CERAMICS THROUGH A MODERN LENS
Moving to the world of clay and sculpture, Sarah King creates ceramics that are unified by the contrast between order and chaotic forms. Duma Mtimkulu specialises in handmade vessels too and aims to uplift township communities with skills and knowledge by teaching the craft to kids. Keen to spread his wings across the pond, Jona Schilling aims to take his own ceramic style to the international stage.
RETHINKING THE PRODUCTS WE USE
Industrial design student George Gibbens is keen to create new household products that have a greater societal impact based on the challenges we face today. Tyla Stallbom’s entrepreneurial spirit has already resulted in one of her designs being produced at large – now she’s branching out. Inspired by female artists, Kayla Shaban created her innovative homeware brand which represents her quirky and charming style. Working to reinsert African aesthetics across a number of design categories, Sifiso Shange creates products that exemplify his Afri-Modern design thinking.
VISUAL ARTISTS WHO SPEAK BOLDLY WITHOUT WORDS
Neo Mahlangu is a designer who plays on the boundary between socially aware fine art and stylish digital creations while Sizwe Mbiza creates art that is an interpretation of what it is like to be a millennial in modern Africa. Masonwabe Ntloko, on the other hand, is interested in authentic African ideas brought across in modern, unorthodox ways by combining the lines of simplicity and elegance.
Playing on the boundary between photography and illustration, Neliswa Mpungose finds inspiration by connecting two of her favourite things: coffee and design. Jessica Middleton is changing the image-making game with handmade illustrations and 3D-drawing techniques. Stephanie Mzee is a thoroughbred photographer, keen to take on inequality in the media through art. Eager to change the way we think about youth and culture, Kgaugelo Rakwale creates experimental reverse white and black photography that reveals her philosophies.

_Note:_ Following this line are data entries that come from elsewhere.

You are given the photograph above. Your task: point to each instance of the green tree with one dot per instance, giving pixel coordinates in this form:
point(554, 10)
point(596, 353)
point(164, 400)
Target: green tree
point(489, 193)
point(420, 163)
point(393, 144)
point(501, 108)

BREAKING THE MOLD BETWEEN INDUSTRIES
Kristen van Niekerk has a background in visual art which informs her director’s eye now as a firebrand young filmmaker. Leah Bessa, however, has got the scoop on what we’ll be eating in a few years. This food designer is modernising the consumption of insects. The work of Nickita Mesela represents an interesting take on sound design and audio-visual experiences by breaking the norms of the Cape Town nightlife. Need to add some new bling to your life in 2018? Furniture and jewellery designer Tiaan Beukes has got you covered with his innovative metal techniques, while Shamara Brenna is a socially-aware product designer whose dolls are not only adorable but speaks to a greater part of Africa.